The wave of violence against security forces and civilians known in Arabic as the haba shaabiya, or popular uprising, has been the work of individuals rather than orchestrated groups, but opinion polls show that two thirds of the public in the West Bank and Gaza support the attacks. 

Mr Ouri says the donations reflect support for the rising and are “a crucial part of participation in the haba shaabiya”.

Shaul Shay, former deputy head of Israel’s National Security Council, says demolitions are an effective tool to discourage attacks. “When deterrence spreads it can save the lives not only of Jews but also of the terrorist,” he says. 

The practice was revived last year after a nine-year break on the grounds it was ineffective. Dovish Israeli opponents of the policy say its primary purpose is to enable the right-wing government to show their domestic audience that it is responding toughly to the attacks. 

Since the unrest started at the beginning of October,  24 Israelis and one US citizen have died in a series of stabbings, car rammings and shootings. At least 148 Palestinians have died, 98 of whom were behind attacks, according to Israel. In the latest violence, an Israeli woman was killed yesterday in a stabbing attack inside her home in the Otniel settlement in the West Bank, the army said. Media reports said her children were home at the time.

Jamal Zakout, head of the al-Ard think tank in Ramallah and a member of the Palestine National Council, says one of the reasons the campaign has struck such a chord is because people do not believe the Palestinian government is providing for families whose homes are destroyed. 

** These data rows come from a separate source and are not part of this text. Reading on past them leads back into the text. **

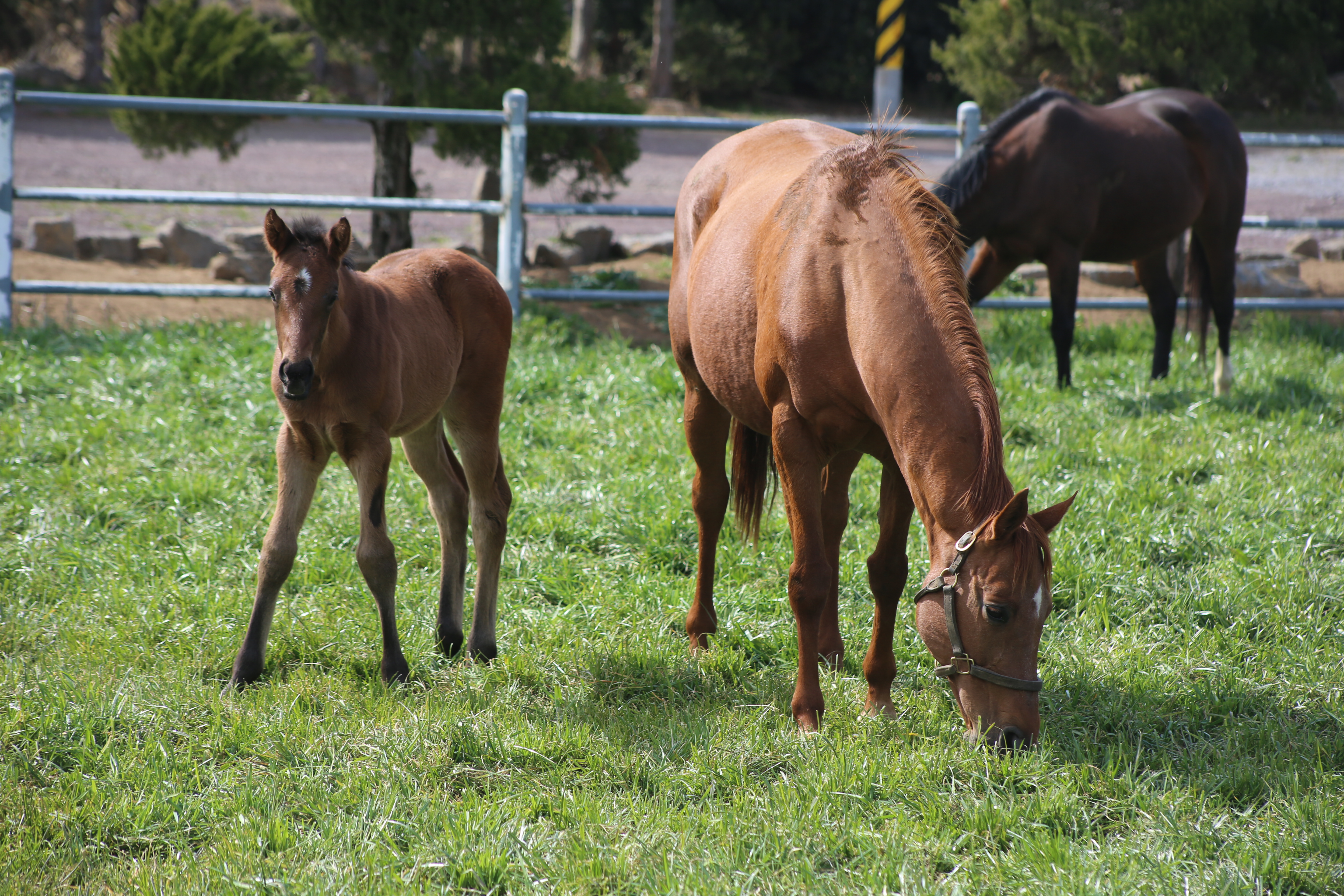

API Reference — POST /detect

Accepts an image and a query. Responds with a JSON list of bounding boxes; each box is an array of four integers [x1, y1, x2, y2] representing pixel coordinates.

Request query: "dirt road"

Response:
[[15, 106, 1344, 250]]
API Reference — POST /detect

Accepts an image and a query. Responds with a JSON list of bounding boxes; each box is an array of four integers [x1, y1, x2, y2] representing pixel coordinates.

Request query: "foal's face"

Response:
[[266, 208, 351, 402], [915, 490, 1072, 748]]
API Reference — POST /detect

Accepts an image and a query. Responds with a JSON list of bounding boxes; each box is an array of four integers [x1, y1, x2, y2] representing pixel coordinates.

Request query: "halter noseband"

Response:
[[913, 529, 1046, 690]]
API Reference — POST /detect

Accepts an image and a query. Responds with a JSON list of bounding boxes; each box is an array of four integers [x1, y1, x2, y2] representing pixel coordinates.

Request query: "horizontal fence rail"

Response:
[[0, 75, 1344, 326]]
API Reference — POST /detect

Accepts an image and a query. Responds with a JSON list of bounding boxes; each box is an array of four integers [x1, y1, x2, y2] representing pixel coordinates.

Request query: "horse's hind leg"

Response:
[[770, 406, 835, 731], [1134, 246, 1176, 380], [817, 451, 863, 669], [681, 373, 732, 653], [339, 429, 410, 681], [863, 459, 914, 716], [1046, 243, 1079, 388], [402, 414, 468, 657], [228, 423, 331, 688], [446, 403, 513, 662]]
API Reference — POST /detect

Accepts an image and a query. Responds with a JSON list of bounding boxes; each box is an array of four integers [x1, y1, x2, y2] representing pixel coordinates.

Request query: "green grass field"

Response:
[[0, 306, 1344, 895]]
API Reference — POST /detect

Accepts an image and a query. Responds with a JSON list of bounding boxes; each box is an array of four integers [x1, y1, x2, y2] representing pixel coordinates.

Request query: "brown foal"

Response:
[[230, 210, 513, 686], [668, 121, 1072, 746]]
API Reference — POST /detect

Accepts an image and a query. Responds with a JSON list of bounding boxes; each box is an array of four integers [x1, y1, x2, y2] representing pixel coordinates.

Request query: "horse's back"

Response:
[[668, 121, 855, 431]]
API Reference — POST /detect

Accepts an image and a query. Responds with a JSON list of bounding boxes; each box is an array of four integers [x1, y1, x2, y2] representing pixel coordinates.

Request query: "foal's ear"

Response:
[[327, 218, 351, 265], [263, 208, 294, 258], [1031, 492, 1078, 535], [985, 489, 1027, 541]]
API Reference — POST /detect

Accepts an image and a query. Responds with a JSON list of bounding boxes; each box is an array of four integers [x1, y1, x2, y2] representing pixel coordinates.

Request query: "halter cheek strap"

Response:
[[914, 529, 1044, 692]]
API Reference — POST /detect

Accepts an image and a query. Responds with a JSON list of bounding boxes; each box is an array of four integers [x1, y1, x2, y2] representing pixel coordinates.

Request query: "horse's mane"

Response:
[[819, 132, 1051, 576], [933, 87, 1077, 212]]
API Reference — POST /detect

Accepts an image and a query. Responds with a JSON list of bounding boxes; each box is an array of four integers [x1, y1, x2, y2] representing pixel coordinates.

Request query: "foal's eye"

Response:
[[985, 603, 1008, 622]]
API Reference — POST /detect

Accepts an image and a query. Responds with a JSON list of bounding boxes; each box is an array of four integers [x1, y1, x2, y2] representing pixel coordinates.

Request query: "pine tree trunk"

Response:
[[649, 0, 676, 97], [370, 121, 415, 258], [83, 0, 106, 87], [570, 0, 597, 77]]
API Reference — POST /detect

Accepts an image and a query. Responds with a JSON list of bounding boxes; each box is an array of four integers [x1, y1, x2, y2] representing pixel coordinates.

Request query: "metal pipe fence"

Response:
[[0, 69, 1344, 326]]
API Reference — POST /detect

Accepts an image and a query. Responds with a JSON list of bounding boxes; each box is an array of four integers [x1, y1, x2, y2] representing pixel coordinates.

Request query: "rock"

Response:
[[1236, 258, 1312, 298], [1321, 236, 1344, 262], [220, 227, 270, 255], [617, 231, 673, 258], [1288, 236, 1321, 258], [154, 219, 230, 267], [208, 252, 272, 284], [140, 239, 168, 265], [93, 234, 140, 265], [1078, 262, 1138, 289], [566, 227, 612, 265], [28, 218, 75, 258], [532, 242, 583, 267]]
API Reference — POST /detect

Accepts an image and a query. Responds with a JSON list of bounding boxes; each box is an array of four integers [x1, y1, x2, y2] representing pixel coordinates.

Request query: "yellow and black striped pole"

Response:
[[872, 0, 906, 121]]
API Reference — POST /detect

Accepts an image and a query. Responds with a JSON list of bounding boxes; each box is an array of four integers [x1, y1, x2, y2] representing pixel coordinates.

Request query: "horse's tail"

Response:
[[732, 420, 774, 543], [1185, 231, 1211, 364]]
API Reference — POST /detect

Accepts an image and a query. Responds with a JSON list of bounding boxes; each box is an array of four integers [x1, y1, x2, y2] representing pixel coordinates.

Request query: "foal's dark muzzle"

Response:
[[280, 357, 313, 402]]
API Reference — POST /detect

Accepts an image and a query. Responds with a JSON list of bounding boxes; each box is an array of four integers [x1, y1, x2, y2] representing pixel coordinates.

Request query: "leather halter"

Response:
[[913, 529, 1046, 690]]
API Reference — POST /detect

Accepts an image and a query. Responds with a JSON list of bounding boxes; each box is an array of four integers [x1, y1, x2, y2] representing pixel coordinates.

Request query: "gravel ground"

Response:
[[15, 106, 1344, 258]]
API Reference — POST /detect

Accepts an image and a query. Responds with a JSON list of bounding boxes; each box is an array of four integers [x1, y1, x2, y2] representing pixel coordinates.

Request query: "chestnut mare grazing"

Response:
[[934, 90, 1246, 395], [230, 208, 513, 686], [668, 121, 1072, 747]]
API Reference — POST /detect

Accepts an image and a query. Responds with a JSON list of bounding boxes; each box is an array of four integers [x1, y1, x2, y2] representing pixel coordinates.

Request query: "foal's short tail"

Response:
[[732, 420, 774, 544], [1185, 231, 1211, 364]]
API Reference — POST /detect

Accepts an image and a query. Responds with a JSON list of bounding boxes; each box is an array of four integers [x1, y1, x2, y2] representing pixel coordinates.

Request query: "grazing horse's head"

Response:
[[266, 208, 351, 402], [915, 489, 1074, 749]]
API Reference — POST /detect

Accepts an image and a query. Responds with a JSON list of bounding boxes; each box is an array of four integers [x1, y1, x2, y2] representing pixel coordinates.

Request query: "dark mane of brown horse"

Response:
[[828, 132, 1059, 586], [933, 87, 1077, 211]]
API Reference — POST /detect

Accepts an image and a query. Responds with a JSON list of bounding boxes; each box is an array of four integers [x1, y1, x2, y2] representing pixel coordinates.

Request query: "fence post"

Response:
[[0, 69, 15, 329], [957, 101, 980, 158], [495, 87, 527, 317]]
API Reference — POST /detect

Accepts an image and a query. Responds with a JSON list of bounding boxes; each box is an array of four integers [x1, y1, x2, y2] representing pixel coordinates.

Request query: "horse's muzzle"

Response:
[[280, 357, 313, 402]]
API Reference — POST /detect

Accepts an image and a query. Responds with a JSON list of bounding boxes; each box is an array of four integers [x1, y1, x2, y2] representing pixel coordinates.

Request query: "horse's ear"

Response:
[[263, 208, 294, 258], [1031, 492, 1078, 535], [327, 218, 351, 265], [985, 489, 1027, 541]]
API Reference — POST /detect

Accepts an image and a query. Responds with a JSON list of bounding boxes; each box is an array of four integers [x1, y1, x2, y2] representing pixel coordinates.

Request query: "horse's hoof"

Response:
[[380, 657, 411, 684], [466, 641, 500, 664]]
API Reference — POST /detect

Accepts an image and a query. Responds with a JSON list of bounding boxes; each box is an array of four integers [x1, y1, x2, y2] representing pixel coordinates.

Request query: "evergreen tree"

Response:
[[109, 0, 306, 158], [294, 0, 638, 254]]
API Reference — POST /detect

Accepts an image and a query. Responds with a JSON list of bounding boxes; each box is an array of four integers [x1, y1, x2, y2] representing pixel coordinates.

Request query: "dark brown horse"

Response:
[[668, 121, 1071, 746], [230, 210, 513, 685], [934, 90, 1246, 395]]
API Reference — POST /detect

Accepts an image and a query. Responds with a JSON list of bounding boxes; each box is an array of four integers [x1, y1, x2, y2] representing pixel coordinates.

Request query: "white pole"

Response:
[[872, 0, 906, 122], [0, 69, 15, 329], [496, 87, 527, 317], [957, 101, 980, 158]]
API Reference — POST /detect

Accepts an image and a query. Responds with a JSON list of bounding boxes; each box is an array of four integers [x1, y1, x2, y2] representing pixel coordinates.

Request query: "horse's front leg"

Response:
[[966, 239, 1027, 305], [1134, 246, 1177, 380], [340, 429, 410, 681], [1046, 243, 1082, 388], [863, 459, 914, 716], [228, 423, 331, 688], [771, 406, 835, 731]]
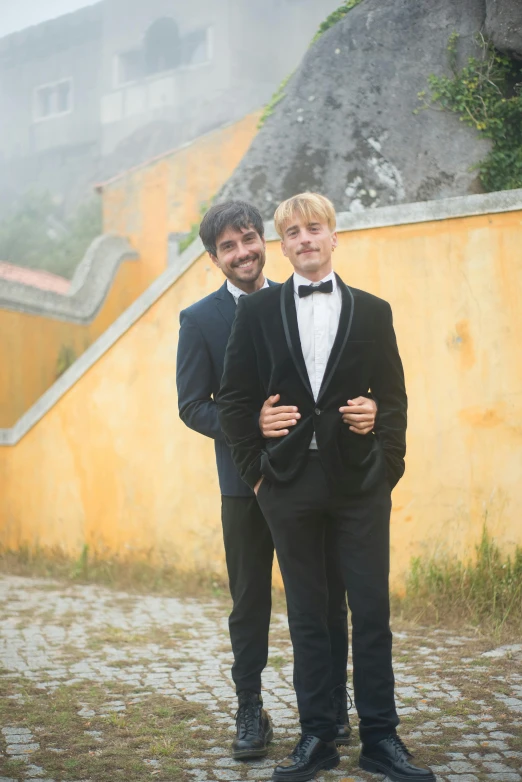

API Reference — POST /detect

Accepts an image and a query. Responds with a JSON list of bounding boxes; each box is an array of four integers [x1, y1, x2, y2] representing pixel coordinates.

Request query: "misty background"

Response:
[[0, 0, 338, 277]]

“If people would see the government declare a solution or provide an alternative home and make a political campaign internationally, maybe they wouldn’t feel as strongly that they have to do this,” he says.

Bassem Zakarneh, head of the 30,000 strong union of Palestinian Authority (PA) civil servants is proposing the government deduct 1 per cent from their monthly salaries to go to families whose homes were demolished. The office of the spokesman of the PA cabinet did not respond to a request for comment.

Standing near the rubble of his villa in Surda, Halabi’s father, Shafiq, a plumber, says his son was “martyred for the sake of al-Aqsa”. 

He said Israel had also confiscated the land on which the house was built and that he would need a significant chunk of money to buy alternative land. He claimed  such demolitions would only increase hatred of Israel among Palestinians. 

“I worked to build this house for me and the children. How do you expect me to feel?”

Of the campaign, he said: “I feel the people are behind me and that Mohanad will be in the mind, hearts and memories of Palestinians forever.”